Read Los perros de Riga Online
Authors: Henning Mankell
A falta de una solución mejor, regresó por las oscuras calles hasta el hotel donde se había hospedado una noche. Sin embargo, la puerta exterior estaba cerrada y no se encendieron las luces en el piso superior cuando llamó al timbre. Se sentía aturdido por el dolor de la mano y empezaba a temer perder el conocimiento si no entraba pronto en calor. Siguió hasta el próximo hotel, pero las insistentes llamadas al timbre fueron en vano. En el tercer hotel, más decadente y sucio que los anteriores, la puerta exterior estaba abierta, y entró en la recepción, donde un hombre dormía con la cabeza apoyada en una mesa con una botella de aguardiente medio vacía a los pies. Wallander sacudió al hombre, agitó el pasaporte que Preuss le había dado y recibió una llave. Señaló la botella de aguardiente, puso un billete de cien coronas suecas en el mostrador y se la llevó.
La habitación era pequeña y olía a rancio y a humo. Se dejó caer en el borde de la cama, bebió unos sorbos de la botella y sintió cómo le volvía lentamente el calor. Se quitó luego la chaqueta y llenó el lavabo con agua fría, donde introdujo la mano hinchada y dolorida. Poco a poco se le fue calmando el dolor y se dispuso a pasarse toda la noche sentado junto al lavabo. De cuando en cuando bebía un sorbo de la botella y, angustiado, se preguntaba qué le habría sucedido a Baiba.

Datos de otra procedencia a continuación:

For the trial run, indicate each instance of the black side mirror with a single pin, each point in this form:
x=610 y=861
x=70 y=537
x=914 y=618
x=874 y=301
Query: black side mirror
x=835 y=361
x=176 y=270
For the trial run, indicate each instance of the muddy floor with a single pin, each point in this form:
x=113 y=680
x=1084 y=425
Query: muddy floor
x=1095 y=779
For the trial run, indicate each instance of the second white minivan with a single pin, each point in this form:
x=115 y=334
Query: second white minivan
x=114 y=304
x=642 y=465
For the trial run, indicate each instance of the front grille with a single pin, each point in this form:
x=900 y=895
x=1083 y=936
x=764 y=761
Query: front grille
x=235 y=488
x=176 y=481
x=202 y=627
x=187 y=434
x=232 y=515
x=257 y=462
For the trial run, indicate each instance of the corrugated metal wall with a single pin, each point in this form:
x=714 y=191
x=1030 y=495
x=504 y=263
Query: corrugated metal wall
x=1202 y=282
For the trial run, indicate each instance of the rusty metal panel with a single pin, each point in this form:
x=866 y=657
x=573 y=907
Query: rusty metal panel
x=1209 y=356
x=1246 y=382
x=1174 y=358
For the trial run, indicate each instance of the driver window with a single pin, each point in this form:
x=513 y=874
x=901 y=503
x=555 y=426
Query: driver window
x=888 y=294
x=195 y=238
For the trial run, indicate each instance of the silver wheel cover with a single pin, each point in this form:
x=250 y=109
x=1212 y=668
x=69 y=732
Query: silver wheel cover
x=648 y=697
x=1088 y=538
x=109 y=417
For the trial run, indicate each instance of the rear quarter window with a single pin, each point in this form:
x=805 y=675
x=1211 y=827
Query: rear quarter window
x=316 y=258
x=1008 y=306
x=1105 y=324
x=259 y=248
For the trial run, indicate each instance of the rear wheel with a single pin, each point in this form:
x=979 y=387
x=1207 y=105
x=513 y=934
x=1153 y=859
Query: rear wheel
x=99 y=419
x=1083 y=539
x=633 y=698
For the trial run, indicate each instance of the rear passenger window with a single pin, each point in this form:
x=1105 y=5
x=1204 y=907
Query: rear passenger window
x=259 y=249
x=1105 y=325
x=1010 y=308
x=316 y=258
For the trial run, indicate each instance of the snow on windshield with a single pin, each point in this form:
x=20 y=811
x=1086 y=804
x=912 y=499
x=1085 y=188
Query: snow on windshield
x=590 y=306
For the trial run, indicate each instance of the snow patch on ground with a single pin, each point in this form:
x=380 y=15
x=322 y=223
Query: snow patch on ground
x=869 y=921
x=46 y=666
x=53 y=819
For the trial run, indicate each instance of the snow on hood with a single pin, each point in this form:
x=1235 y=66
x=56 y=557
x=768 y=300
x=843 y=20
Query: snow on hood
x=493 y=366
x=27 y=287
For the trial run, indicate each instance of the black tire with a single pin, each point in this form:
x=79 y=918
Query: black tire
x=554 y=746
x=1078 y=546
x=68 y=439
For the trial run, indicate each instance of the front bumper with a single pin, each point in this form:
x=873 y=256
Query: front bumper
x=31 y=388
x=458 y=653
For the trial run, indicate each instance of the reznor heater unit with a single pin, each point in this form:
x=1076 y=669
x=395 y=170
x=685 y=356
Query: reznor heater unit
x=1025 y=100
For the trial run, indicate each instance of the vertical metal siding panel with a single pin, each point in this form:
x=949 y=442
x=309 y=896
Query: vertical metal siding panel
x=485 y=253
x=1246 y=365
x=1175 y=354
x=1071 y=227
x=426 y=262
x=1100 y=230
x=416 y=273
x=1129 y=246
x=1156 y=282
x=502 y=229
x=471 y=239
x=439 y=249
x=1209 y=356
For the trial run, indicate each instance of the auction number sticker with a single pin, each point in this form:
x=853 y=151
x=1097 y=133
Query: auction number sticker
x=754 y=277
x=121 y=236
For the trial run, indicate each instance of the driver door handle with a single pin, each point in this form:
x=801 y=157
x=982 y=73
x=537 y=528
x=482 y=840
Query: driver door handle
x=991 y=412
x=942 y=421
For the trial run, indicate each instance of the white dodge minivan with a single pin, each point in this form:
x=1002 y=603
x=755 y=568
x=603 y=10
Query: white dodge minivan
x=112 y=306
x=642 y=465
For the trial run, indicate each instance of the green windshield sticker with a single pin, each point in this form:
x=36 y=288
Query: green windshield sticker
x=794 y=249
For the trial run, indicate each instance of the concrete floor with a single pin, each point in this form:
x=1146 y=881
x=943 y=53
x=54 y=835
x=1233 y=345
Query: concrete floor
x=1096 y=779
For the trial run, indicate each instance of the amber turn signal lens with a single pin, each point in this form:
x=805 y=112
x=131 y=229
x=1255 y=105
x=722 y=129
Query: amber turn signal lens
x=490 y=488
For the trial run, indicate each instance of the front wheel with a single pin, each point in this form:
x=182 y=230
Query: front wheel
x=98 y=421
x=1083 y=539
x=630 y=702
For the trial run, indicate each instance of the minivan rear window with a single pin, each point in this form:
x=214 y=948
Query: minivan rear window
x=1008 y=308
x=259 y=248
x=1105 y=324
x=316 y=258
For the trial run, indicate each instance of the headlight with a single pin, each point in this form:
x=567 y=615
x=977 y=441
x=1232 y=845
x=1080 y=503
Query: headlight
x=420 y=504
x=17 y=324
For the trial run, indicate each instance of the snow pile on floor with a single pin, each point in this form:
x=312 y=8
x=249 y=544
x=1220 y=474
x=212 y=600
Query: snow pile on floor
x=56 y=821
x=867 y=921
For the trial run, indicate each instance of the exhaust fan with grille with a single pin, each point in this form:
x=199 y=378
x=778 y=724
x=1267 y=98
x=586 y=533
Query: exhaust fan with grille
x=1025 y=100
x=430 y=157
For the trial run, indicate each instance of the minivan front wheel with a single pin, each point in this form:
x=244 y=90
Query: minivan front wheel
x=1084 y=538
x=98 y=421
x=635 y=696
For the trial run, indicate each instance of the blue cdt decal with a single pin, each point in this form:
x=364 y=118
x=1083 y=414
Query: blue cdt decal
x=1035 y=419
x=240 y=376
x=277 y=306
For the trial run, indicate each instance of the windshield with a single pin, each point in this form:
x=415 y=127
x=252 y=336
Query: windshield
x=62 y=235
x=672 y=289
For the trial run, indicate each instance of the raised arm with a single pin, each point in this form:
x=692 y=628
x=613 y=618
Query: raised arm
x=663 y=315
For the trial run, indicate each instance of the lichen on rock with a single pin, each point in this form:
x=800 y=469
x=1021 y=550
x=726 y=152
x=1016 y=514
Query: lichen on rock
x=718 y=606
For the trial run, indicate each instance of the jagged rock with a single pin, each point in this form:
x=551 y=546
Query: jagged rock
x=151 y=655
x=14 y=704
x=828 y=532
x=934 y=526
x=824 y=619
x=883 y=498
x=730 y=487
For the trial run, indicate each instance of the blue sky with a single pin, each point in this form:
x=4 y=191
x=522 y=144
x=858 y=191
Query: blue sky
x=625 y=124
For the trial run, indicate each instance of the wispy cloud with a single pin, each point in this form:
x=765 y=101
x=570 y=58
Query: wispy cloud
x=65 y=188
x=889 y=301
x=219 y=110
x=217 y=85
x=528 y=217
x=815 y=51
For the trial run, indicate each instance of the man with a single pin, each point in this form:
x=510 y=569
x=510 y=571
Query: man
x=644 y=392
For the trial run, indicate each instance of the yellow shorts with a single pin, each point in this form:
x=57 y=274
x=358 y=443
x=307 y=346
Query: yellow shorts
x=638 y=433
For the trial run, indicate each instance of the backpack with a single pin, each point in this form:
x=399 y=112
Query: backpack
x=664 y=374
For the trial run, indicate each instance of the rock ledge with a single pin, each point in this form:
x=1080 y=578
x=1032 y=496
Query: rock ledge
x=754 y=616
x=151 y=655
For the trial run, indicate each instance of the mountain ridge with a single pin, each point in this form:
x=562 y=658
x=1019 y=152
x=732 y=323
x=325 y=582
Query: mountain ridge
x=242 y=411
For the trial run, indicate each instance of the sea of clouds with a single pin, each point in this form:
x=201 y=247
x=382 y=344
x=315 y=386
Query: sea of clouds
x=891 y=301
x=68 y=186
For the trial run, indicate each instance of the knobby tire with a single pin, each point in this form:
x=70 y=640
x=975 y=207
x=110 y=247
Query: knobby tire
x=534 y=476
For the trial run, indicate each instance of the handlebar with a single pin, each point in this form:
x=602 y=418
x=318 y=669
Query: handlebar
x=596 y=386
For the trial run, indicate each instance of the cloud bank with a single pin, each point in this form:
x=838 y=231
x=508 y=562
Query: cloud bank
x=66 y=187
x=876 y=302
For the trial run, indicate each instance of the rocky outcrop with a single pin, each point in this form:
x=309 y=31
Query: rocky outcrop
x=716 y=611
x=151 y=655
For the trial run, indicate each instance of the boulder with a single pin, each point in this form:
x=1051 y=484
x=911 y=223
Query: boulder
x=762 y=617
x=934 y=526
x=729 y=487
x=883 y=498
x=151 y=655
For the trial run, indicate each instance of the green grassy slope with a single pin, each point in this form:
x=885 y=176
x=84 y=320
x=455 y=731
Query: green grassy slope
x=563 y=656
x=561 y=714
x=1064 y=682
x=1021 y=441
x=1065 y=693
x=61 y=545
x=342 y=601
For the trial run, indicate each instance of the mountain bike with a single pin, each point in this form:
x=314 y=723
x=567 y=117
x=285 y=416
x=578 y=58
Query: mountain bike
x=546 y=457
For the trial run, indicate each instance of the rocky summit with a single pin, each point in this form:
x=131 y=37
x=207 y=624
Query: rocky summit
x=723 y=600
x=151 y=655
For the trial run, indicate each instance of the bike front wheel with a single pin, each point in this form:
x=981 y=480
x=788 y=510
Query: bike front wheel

Sacó la carpeta azul que llevaba escondida debajo de la camisa y la abrió con la mano libre. Contenía una cincuentena de hojas mecanografiadas, aparte de unas fotocopias borrosas, pero no había fotografías como él esperaba. Como el testamento del mayor estaba escrito en letón Wallander no entendió nada. A partir de la página número nueve vio que los nombres de Murniers y Putnis aparecían con regularidad, unas veces los dos en la misma frase y otras por separado. No podía descifrar lo que significaba, si señalaba a los dos coroneles o si el dedo acusador del mayor solo apuntaba a uno de ellos. Abandonó su intento de interpretar el contenido secreto, colocó la carpeta en el suelo, llenó el lavabo con agua fría y apoyó la cabeza contra el borde de la mesa. Hacia las cuatro se adormiló, pero diez minutos después se despertó de un sobresalto. La mano volvía a dolerle, el agua fría no le aliviaba. Tomó el último sorbo del aguardiente que quedaba, se ató una toalla mojada alrededor de la mano y se echó encima de la cama.
Wallander no sabía lo que haría si Baiba no aparecía al día siguiente en los grandes almacenes.
Dentro de él crecía la sensación de haber sido derrotado. Pasó la noche en vela hasta el amanecer.
El tiempo había cambiado de nuevo.
Cuando se despertó, advirtió el peligro de forma instintiva. Eran casi las siete de la mañana. Permaneció inmóvil y escuchó en la oscuridad. Comprendió que el peligro no provenía de fuera o de la habitación, sino que estaba dentro de él: la advertencia de que, como aún no había levantado todas las piedras, no había descubierto lo que se escondía debajo de ellas.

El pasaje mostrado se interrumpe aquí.